Mais même pour un homme heureux, certains rêves ne s'accomplissent pas.
OoOoO
Je vais t'avouer, Isla, lorsque tu nous as annoncé à ta mère et moi que tu allais te marier, je n'ai pas compris où tu voulais en venir. Après tout, ce n'était pas comme si nous n'avions pas nous même organisé ton mariage avec l'un des fils des Flint. Nous le savions bien, que tu allais te marier. À vrai dire, nous le savions même bien avant toi. Alors pourquoi ce ton à la fois si désespéré et colérique lorsque tu as brusquement interrompu ta mère dans son monologue concernant la liste des invités ? Pourquoi ces tremblements dans ta voix lorsque tu nous as soudainement dit : « Je vais me marier » ? Venais-tu juste de réaliser la signification de ce que nous t'avions annoncé quelques jours plus tôt ?

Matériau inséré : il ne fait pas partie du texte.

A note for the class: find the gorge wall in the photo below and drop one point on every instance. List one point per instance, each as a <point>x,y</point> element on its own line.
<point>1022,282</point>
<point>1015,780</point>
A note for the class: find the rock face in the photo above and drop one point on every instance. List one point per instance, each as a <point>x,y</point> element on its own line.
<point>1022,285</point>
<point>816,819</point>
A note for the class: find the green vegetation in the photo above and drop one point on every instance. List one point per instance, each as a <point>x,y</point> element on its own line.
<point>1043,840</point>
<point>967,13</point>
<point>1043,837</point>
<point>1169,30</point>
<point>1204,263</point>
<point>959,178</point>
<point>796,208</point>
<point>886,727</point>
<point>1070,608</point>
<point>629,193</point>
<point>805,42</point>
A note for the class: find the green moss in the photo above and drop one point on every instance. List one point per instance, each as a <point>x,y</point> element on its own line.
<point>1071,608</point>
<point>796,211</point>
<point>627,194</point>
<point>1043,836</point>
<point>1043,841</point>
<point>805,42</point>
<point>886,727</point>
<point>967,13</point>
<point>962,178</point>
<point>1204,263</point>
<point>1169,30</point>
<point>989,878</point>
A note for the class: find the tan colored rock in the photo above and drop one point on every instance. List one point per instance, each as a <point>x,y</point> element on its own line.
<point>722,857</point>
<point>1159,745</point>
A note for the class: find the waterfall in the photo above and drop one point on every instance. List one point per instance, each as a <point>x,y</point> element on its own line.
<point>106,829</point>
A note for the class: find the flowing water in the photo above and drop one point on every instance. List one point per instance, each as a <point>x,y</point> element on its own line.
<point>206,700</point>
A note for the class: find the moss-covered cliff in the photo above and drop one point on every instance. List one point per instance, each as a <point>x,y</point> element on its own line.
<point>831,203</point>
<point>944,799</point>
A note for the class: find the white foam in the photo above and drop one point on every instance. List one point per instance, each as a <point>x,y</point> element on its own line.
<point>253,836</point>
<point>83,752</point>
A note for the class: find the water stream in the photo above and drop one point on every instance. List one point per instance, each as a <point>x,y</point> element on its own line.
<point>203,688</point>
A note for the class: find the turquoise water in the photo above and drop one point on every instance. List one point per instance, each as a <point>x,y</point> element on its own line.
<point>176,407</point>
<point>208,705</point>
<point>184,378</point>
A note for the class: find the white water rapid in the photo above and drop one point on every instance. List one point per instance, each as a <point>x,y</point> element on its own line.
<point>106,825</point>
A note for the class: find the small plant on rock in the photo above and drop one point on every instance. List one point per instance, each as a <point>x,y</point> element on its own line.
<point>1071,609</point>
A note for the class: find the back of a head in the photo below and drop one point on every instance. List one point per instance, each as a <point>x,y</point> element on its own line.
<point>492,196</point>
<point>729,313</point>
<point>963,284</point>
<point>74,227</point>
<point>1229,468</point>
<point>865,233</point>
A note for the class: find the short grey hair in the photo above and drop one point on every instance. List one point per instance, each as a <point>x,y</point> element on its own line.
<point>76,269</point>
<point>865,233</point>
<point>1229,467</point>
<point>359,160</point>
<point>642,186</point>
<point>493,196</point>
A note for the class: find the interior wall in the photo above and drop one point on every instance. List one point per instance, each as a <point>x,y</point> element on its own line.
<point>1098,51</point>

À tes paroles, ta mère s'est tout de suite tue, interloquée. Moi-même, je n'ai d'abord pas dit un mot, levant les yeux de mon quotidien. Hésitant, j'ai fini par répondre que oui, nous le savions bien, étant donné que nous étions la cause de ce mariage. J'ai même réussi à plaisanter légèrement sur le fait que c'était devenu le sujet de conversation préféré de ta mère. J'ai cru que tu allais au moins sourire à mes propos : après tout, je ne plaisantais que rarement. Absolument pas. Tu t'es juste encore plus rembrunie, comme si tu t'apprêtais à nous annoncer la pire des catastrophes possibles. Dans un sens peut-être était-ce le cas.
« Je ne me marierai pas avec Flint, Papa. »
Papa. Tu ne m'avais pas appelé de cette sorte depuis ton entrée au collège Poudlard. Sûrement te doutais-tu que tu ne pourrais plus jamais l'utiliser après cette fin d'après-midi bien mouvementée.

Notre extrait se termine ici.